İşletim sistemleri, donanım bellek yönetim birimlerinin (MMU'lar) yardımıyla ilgisiz süreçlerin birbirinden izole edilmesini sağlayan soyutlamalar sağlar. Yalnızca TCB'nin parçası olan bileşenlerin bu MMU'ları doğrudan programlamasına izin verilir.
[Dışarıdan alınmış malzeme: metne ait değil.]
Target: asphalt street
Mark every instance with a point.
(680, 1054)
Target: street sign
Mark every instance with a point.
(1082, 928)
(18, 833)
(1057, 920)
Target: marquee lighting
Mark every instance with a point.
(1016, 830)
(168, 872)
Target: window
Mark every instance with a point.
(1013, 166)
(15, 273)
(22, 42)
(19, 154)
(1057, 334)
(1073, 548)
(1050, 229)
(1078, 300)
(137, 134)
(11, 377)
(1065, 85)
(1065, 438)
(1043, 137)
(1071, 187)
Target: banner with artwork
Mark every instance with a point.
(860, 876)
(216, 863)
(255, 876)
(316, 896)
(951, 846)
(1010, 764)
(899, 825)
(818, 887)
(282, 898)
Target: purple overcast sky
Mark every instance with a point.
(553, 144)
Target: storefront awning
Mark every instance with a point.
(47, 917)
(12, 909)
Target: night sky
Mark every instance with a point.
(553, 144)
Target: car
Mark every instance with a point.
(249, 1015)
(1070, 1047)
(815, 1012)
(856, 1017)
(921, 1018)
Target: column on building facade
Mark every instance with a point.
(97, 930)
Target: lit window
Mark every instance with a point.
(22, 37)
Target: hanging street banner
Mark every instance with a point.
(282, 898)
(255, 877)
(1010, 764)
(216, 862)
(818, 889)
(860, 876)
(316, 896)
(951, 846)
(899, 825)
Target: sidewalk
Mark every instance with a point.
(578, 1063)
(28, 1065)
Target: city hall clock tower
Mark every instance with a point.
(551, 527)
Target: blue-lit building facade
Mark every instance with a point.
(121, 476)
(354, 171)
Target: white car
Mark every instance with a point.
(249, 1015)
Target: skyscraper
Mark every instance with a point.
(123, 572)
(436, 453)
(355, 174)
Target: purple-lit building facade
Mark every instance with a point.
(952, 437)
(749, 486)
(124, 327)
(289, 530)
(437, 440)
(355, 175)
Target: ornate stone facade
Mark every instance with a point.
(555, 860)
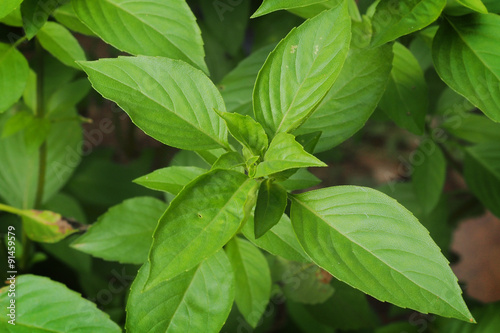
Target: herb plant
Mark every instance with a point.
(235, 223)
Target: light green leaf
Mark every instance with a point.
(348, 309)
(482, 174)
(271, 204)
(35, 14)
(462, 7)
(237, 86)
(66, 15)
(171, 179)
(8, 6)
(280, 240)
(340, 115)
(61, 44)
(301, 70)
(198, 300)
(19, 166)
(151, 27)
(300, 180)
(285, 153)
(474, 128)
(199, 221)
(269, 6)
(465, 54)
(492, 5)
(393, 19)
(14, 72)
(125, 232)
(367, 240)
(247, 131)
(252, 277)
(45, 226)
(69, 311)
(168, 99)
(429, 175)
(406, 98)
(230, 161)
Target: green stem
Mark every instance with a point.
(9, 209)
(42, 153)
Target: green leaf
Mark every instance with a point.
(8, 6)
(492, 5)
(69, 311)
(429, 175)
(252, 277)
(45, 226)
(171, 179)
(280, 240)
(367, 240)
(66, 15)
(247, 131)
(271, 204)
(237, 86)
(300, 180)
(35, 14)
(406, 98)
(285, 153)
(473, 44)
(230, 161)
(18, 171)
(393, 19)
(474, 128)
(461, 7)
(61, 44)
(339, 116)
(269, 6)
(168, 99)
(482, 174)
(198, 300)
(14, 72)
(301, 70)
(199, 221)
(155, 28)
(124, 233)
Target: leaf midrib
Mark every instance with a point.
(368, 251)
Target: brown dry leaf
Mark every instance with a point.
(477, 241)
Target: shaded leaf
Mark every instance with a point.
(124, 233)
(406, 98)
(59, 42)
(168, 99)
(155, 28)
(465, 54)
(14, 72)
(271, 204)
(393, 19)
(198, 300)
(252, 277)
Bu model, Unix benzeri işletim sistemlerinin piyasaya sürülmesinden bu yana gizlilik ve güvenliğin nasıl uygulandığının temelini oluşturdu. Ancak günümüzün TCB'si çok büyük olduğundan bu gereksinim sorunlu hale gelmiştir: çoğu aygıt ve veri yolu sürücüsünü, karmaşık zamanlayıcıyı, dosya sistemlerini, ağ yığınını ve protokollerini, önbellekleri, yürütülebilir ayrıştırıcıları ve yükleyicileri ve yuvaları içerir. Bu karmaşık sistemin her köşesinin güvenli olmasını sağlamak artık çok zorlaştı.
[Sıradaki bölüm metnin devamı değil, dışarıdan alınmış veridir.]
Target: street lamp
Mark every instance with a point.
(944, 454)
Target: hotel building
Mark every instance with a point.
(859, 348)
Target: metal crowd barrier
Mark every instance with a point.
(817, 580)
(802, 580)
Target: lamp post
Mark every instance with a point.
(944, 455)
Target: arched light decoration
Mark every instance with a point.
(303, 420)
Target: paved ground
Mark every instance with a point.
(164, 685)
Linux çekirdeğinde 20 milyondan fazla kod satırı bulunur ve değişiklik ve yeniden yazma oranı şaşırtıcıdır. Bu büyüme Android'e ve ekosistemimize çok büyük bir katkı sağlıyor. Ancak büyük TCB'si, istismar edilebilir güvenlik açıklarının bulunmadığından emin olmayı zorlaştırıyor.
Donanım satıcıları, işlemcilerin Güvenli modda çalışmasına ve bellek işlemlerini "güvenli" veya "güvenli olmayan" olarak etiketlemesine olanak tanıyan Arm's TrustZone gibi çözümler geliştirdi. Bu tür sistemlerde hassas veriler, güvenli olmayan dünyaya talep üzerine hizmet sağlayan güvenli dünyada depolanır ve yalnızca doğrudan erişime açıktır.
Bu tür çözümlerin ana sınırlaması, etki alanlarının çok kaba taneli olmasıdır: yalnızca güvenli ve güvenli değildir. İşletim sisteminden izolasyon gerektiren daha fazla kullanım durumu ortaya çıktıkça, saldırı yüzeyi artar ve güvenlik açıklarının tüm cihazın güvenliğinin ihlal edilmesine yol açması muhtemeldir.
Günümüzün çözümlerinin bir diğer sınırlaması da, tüm kullanım senaryosu kaynaklarının önceden hesaba katıldığı ve tahsis edildiği nispeten statik bir dünya için tasarlanmış olmalarıdır. Bu çözümler, kaynakların talep üzerine tahsis edildiği dinamik kullanım durumları için yeterince iyi değildir.
Ayrıca, Android işletim sisteminin dışında kullanılan API'ler parçalıdır ve Keymint ve Gatekeeper gibi temel bilgiler de dahil olmak üzere kullanım örneklerini Android ölçeğinde dağıtma yeteneğimizi kısıtlar.
Bu sınırlamaları gidermek ve Android'in yeni nesil kullanım örnekleri için sağlam bir temel sağlamasını sağlamak amacıyla Android 13, Android Sanallaştırma Çerçevesi (AVF) olarak güvenli sanallaştırmayı sunar.
AVF'nin temel amacı, yeni nesil kullanım senaryoları için güvenli ve özel bir yürütme ortamı sağlamaktır.